Sometimes I feel like describing ‘play’ is like drawing the wind. You can recognise it, you know what it looks and feels like, but it is somehow nebulous and hard to pin down.
I have been working in the field of play and playwork for nearly fifteen years and yet I have still to find just one way to describe what play is. I love the fact that all you need is a handful of playworkers (and maybe a bottle of something) and ask, “What is play?” and they’ll be at it for hours!
A few weeks ago my friend Kirsty and I delivered a workshop for the Institute of Outdoor Learning on playfulness and flow states. We were exploring how an understanding of theories can help learners in a range of environments.
“‘Play’ is a term employed in psychology and ethology to describe to a range of voluntary, intrinsically motivated activities normally associated with recreational pleasure and enjoyment.”
Which sums up the feeling we were trying to convey through our workshop, that children and young people get so much out of being able to direct their activities into something that holds their involvement, that it is important for children and adults too to be allowed to play. In recent years I have been doing more work in formal learning environments and I really see the value of the spirit of playfulness I bring to the work I do. The aspect of play or playfulness that really appeals to me, especially when I was considering how it motivates and engages learners, is the state of immersion and engagement that a child at play can enter, when the real world is lost to them and they understand totally what the rules are. Even if there are other agendas that the teachers or facilitators are trying to manage, there are still benefits to following the children into that zone, that place of immersion.

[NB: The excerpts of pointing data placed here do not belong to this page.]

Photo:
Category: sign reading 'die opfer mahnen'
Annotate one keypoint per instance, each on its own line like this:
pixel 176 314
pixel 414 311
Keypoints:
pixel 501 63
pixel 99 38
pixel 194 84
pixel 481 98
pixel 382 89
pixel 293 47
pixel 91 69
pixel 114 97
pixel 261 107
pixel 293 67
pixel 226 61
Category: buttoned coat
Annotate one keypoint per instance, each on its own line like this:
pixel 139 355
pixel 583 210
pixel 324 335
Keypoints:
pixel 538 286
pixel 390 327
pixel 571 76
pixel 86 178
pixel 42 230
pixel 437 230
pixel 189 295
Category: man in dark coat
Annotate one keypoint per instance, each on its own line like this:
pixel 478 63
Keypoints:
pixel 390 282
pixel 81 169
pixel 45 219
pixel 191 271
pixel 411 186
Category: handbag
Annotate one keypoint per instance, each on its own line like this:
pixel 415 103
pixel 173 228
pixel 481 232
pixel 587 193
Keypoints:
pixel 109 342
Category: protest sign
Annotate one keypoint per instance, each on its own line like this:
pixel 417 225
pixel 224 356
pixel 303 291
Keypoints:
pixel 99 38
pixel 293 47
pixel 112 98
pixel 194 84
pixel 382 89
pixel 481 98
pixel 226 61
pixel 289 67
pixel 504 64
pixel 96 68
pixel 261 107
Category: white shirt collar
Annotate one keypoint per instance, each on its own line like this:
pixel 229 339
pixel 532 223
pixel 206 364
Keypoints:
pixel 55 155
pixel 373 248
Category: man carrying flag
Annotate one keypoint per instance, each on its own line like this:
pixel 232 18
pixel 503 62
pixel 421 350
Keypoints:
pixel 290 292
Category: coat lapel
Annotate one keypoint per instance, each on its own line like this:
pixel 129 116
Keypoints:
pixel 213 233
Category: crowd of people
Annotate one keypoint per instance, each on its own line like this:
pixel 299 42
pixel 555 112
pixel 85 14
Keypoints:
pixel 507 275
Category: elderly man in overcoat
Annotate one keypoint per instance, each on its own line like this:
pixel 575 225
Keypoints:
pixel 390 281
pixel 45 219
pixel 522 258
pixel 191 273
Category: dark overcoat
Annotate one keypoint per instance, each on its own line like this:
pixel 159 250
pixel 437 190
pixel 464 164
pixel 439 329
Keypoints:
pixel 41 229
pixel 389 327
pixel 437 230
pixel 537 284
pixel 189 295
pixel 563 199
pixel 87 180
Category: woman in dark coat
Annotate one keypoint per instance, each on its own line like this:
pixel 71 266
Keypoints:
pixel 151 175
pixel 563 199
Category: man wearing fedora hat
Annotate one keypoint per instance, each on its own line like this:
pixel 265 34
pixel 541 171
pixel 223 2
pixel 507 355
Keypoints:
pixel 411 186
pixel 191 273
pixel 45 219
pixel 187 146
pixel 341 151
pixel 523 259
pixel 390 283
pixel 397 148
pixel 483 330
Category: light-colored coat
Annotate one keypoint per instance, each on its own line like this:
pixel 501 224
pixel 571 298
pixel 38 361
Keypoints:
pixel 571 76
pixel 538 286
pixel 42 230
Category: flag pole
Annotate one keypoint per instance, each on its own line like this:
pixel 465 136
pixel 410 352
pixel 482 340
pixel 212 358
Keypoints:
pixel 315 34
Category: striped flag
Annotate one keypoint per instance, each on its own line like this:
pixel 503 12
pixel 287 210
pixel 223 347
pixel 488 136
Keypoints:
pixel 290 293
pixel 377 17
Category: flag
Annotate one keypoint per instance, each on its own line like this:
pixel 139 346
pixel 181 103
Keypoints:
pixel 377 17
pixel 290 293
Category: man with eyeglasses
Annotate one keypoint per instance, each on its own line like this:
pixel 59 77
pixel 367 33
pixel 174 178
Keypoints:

I heard a comedian talking about improvisational comedy and he was saying how improv can be made to work if the people taking part in it follow the rule of “Yes! and….” basically, if you take whatever is offered and try to build on then you get to a more interesting, and in their case funny and surreal, place. That really strikes a chord! I know from my own teaching, training and playing that when something comes up from the group you have two choices, one is to try and shut it down and bring people back. The other is to accept what is offered, “Yes! and….” to go with the new direction. Let things come back to the starting point naturally and allow people feel more included and involved with what they are learning. Even when there is a very specific outcome you can still get to the same end point by following the meanders that include other people’s ideas rather than sticking only with your own route.
Playfulness for me is about being responsive and flexible, embracing the unpredictable nature of the world and the people in it. What do play and playfulness mean to you?